One year on from the opening of the Red experiment and the notion of on-line exhibition events, has it worked?


78: Artist: ELLA BRAME, Title: Sitting door (2017), Medium: Rubber, Brass, Chair. Size: dimensions variable. 3’2ft x 2ft

One year on from the Cultivate experiments and the notions of formal on-line website-based art exhibitions, there’s been five of them so far, culminating in the rather successful Intent (Part One) show that opened in January 2018 One year on, did they work? The first of the five shows, Red, went live one year ago this week (6pm on February 27th, 2017), the on-line shows were never intended to replace the physical exhibitions, of course they weren’t, they were always intended to run alongside the physical Cultivate shows, alongside all the other things we do, the formal gallery shows, the impromptu shows under railway bridges or in condemned East London warehouses, they were always intended to run alongside the other things, never to replace them..

By calling the on-line events exhibitions, presenting them as exhibitions and focusing people on opening views and specific times, we hoped for lots of engagement and the feeling that a crowd of people were sitting at home and attending an opening at the same time, that people were viewing the shows and then interacting, telling others, spreading the word, sharing the links and inviting others to view, engaging, talking about the shows, posting links of their own social media feeds, spreading the word as it were. And yes the shows have felt like events, they did feel like they had formal openings with a mad rush of viewers on the opening evening and then a busy “footfall” for the first few days, it did feel like people were anticipating the opening, waiting for the clock to tick around and for the shows to go live, We had thousands of viewers from all over the globe, watching the stats was exciting, almost addictive, seeing where the viewers were in terms of countries, viewers from Brazil or Noway or Japan, people from everywhere. The numbers in the first week were amazing, tens of thousands of people viewing the shows, feeding back, discovering artists they hadn’t come across before. By week two things would settle down as on-line attention spans took people elsewhere, as we did more shows we could see the pattern forming and repeating, mad rush for the opening and then, rather like a traditional physical gallery show, things would settle down and relax a little. The first week of each show would feel really busy then, after that initial excitement things would settle down, hundreds of people a day rather than thousands. People would still be visiting, people from all over the globe, and of course when new shows went live people would visit or re-visit the previous shows again. All five shows are still on-line and all five shows are still being viewed everyday, viewers are connecting with us, people are using the links and exploring the websites of the participating artists, all five shows have felt like real events, exciting shows, rewarding this to curate, all vie shows have felt just a valid as any of the many formal gallery shows we’ve put on as Cultivate. Did it work? On the whole yes, I think we can say the experiments really have worked/, the year of on-line shows has been exciting.

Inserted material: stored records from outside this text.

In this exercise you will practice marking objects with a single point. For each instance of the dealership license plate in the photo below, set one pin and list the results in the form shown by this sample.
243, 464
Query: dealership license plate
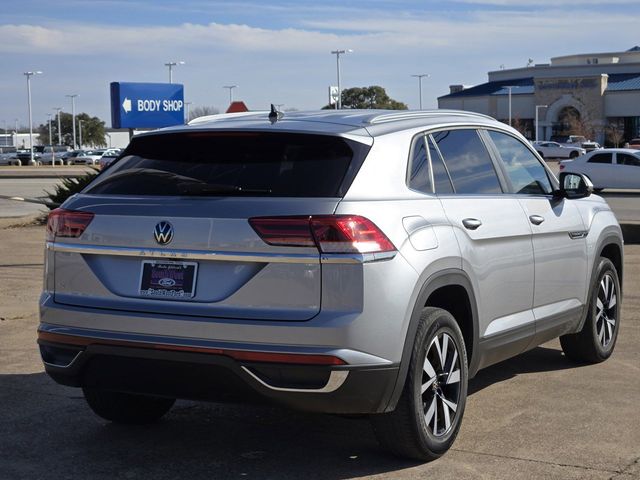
162, 279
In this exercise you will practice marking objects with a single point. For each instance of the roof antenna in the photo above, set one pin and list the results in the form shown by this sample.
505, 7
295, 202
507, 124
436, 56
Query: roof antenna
275, 115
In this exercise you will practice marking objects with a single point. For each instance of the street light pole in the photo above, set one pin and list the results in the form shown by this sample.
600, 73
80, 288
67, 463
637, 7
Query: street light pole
73, 118
537, 107
420, 77
337, 53
171, 65
230, 87
509, 87
57, 109
29, 75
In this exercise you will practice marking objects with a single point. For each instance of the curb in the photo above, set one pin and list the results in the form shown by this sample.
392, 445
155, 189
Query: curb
631, 233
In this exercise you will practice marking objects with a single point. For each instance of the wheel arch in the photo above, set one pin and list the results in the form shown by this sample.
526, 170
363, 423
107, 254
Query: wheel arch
451, 290
609, 246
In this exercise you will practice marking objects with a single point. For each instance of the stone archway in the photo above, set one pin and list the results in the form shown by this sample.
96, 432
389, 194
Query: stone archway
562, 116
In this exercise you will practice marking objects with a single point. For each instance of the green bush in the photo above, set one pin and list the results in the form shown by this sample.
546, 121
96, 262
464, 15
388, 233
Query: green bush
69, 186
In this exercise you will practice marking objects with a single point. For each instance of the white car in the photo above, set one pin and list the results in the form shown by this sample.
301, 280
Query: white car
90, 157
608, 168
555, 150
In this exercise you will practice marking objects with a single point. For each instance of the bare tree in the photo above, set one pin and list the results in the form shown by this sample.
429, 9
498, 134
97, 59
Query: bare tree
615, 134
202, 111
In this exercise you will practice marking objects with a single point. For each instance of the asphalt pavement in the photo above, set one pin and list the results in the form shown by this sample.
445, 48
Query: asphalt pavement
535, 416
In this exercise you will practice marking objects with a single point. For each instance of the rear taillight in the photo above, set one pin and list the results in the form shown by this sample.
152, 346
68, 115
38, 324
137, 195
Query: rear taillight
67, 223
329, 233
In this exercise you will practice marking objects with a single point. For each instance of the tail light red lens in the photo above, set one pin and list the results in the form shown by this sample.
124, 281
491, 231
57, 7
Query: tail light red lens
329, 233
284, 231
67, 223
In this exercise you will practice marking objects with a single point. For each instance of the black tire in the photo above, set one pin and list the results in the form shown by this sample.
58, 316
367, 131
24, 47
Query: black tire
410, 430
127, 408
597, 339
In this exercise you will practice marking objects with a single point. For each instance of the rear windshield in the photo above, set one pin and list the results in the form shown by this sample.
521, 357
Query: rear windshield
234, 163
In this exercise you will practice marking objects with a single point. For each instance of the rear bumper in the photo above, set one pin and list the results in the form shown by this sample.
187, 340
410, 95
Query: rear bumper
311, 381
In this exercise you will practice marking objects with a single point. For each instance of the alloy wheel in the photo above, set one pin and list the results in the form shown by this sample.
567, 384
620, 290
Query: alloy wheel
606, 310
441, 384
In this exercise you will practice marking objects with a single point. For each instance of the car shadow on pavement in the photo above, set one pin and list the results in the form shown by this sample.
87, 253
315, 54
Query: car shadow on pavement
52, 433
539, 359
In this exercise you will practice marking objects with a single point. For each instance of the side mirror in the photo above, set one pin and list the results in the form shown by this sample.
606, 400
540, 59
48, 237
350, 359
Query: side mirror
574, 185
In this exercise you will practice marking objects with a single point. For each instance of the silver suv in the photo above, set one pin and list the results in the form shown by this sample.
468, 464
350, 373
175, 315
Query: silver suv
349, 262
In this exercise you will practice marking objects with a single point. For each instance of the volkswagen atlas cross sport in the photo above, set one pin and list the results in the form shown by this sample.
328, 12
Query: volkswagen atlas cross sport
347, 262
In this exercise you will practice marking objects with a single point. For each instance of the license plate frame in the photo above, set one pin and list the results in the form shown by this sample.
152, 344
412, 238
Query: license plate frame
168, 279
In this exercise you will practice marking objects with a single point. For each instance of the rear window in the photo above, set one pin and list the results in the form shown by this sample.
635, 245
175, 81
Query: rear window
234, 163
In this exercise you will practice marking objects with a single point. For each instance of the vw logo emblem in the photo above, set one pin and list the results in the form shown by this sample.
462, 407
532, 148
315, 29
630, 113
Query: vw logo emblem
163, 233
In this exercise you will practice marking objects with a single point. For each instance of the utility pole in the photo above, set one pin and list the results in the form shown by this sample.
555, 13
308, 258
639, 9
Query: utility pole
509, 87
50, 137
29, 75
57, 109
420, 76
537, 107
171, 65
73, 117
337, 53
188, 106
230, 87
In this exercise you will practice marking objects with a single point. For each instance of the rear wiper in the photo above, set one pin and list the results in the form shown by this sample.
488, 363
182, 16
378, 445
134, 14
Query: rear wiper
188, 188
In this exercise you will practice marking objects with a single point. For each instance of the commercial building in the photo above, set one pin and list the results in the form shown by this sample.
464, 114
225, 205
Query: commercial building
592, 94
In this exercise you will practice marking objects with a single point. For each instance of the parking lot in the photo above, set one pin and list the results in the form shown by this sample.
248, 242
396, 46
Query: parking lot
535, 416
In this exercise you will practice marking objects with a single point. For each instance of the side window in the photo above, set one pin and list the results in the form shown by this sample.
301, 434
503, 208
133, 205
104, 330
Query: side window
467, 161
526, 173
601, 158
626, 159
419, 176
440, 175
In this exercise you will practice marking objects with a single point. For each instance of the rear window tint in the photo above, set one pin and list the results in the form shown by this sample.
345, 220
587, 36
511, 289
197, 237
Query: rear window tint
467, 162
234, 163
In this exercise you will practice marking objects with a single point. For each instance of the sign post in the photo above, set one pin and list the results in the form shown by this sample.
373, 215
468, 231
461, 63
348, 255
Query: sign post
146, 105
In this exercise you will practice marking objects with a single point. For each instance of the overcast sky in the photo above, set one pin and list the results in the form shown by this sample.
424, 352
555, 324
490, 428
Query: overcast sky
279, 51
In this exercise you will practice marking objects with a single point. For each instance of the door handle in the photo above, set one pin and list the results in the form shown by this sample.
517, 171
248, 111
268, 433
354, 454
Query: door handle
471, 223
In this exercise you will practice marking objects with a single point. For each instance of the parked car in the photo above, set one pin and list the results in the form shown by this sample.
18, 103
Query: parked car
590, 146
348, 262
23, 157
608, 168
70, 156
555, 150
108, 157
89, 157
8, 159
51, 153
634, 143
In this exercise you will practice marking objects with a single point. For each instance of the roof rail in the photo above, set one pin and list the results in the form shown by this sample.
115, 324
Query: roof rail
225, 116
410, 115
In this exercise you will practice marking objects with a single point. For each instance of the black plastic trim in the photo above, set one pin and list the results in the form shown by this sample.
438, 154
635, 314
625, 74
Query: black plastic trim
441, 279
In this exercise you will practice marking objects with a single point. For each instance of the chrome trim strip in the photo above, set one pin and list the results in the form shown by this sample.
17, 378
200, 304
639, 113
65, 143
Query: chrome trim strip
579, 234
306, 258
352, 357
336, 379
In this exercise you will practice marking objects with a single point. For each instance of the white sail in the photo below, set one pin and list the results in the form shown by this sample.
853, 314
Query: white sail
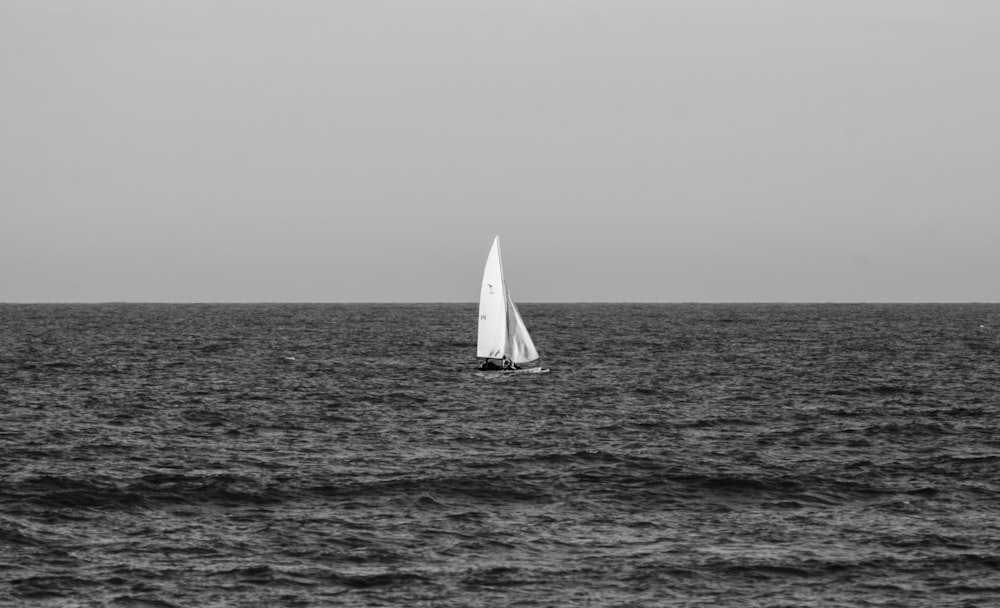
501, 330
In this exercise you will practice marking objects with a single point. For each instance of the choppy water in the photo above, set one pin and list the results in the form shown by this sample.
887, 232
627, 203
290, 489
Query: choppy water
347, 455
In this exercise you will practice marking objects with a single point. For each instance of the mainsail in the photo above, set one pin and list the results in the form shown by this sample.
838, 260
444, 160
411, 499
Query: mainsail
501, 330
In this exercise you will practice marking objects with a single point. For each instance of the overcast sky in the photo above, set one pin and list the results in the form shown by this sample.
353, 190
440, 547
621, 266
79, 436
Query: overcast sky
367, 150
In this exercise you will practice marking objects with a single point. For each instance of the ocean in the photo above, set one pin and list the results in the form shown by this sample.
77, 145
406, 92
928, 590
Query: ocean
349, 455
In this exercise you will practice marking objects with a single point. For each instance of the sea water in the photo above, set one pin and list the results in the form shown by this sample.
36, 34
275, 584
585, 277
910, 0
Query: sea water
349, 455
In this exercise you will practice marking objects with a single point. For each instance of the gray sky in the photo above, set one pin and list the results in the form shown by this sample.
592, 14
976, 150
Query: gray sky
368, 150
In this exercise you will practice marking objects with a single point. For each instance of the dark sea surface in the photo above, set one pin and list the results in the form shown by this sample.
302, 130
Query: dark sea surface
348, 455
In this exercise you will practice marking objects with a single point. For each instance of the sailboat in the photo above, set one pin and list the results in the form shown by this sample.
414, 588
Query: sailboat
504, 343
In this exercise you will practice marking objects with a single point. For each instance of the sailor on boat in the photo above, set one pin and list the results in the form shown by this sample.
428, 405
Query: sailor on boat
506, 364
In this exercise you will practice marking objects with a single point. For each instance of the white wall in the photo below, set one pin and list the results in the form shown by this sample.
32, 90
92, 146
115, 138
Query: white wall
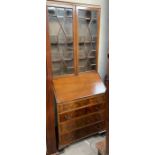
104, 32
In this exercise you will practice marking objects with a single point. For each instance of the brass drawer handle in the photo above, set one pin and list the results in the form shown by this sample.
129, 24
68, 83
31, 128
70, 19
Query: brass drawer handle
67, 117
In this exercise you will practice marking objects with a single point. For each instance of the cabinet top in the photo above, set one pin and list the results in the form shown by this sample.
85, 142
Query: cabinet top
76, 87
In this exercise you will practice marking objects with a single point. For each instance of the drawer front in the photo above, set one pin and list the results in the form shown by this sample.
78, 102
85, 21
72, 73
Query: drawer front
77, 104
78, 113
81, 133
82, 122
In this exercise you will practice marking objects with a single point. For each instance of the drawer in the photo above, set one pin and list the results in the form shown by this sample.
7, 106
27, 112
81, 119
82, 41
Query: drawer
80, 112
77, 104
81, 133
82, 122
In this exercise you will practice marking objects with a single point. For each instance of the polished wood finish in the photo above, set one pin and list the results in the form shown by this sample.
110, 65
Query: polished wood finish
81, 122
75, 87
80, 103
50, 116
78, 116
80, 97
81, 133
76, 7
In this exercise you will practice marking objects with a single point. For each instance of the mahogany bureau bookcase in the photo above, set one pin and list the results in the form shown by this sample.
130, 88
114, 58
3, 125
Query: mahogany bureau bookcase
80, 107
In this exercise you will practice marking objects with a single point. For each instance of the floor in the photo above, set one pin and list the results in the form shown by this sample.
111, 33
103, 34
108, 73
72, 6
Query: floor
84, 147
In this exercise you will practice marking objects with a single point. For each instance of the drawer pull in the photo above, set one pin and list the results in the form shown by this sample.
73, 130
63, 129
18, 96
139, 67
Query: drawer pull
67, 117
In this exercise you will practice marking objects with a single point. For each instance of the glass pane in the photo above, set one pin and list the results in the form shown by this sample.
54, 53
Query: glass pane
87, 39
61, 38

Of course you can’t replace the act of standing in front of a piece of art, having the texture, the colour, the movement and the energy right there in front of you, the intimate act of personally engaging, just you and a painting, of course you can’t replace that, the computer screen takes away so so much, of course you can’t replace the act of going to a gallery, of walking around an installation, the very private act of standing in front of a big canvas and just drinking it all in, but that doesn’t mean carefully curated considered on-line exhibitions can’t work, of course they can I think both the participating artists, the ones that have really engaged rather than just let it happen without really getting involved, and the viewers who have explored and made use of the links or indeed the viewers who have don’t nothing more than spent twenty minutes running the slideshow have got something positive out of the five shows that have happened so far. I think we can say the year long experiment and, on the whole, the five on-line shows have worked, the experiment has been and continues to be successful, the fact that we have been able to involve artists from all over the globe rather than just from where we’re based, that we’ve found new artists to include in physical gallery shows, . The conclusion? Yes, the experiment has mostly worked, we should probably curate some more…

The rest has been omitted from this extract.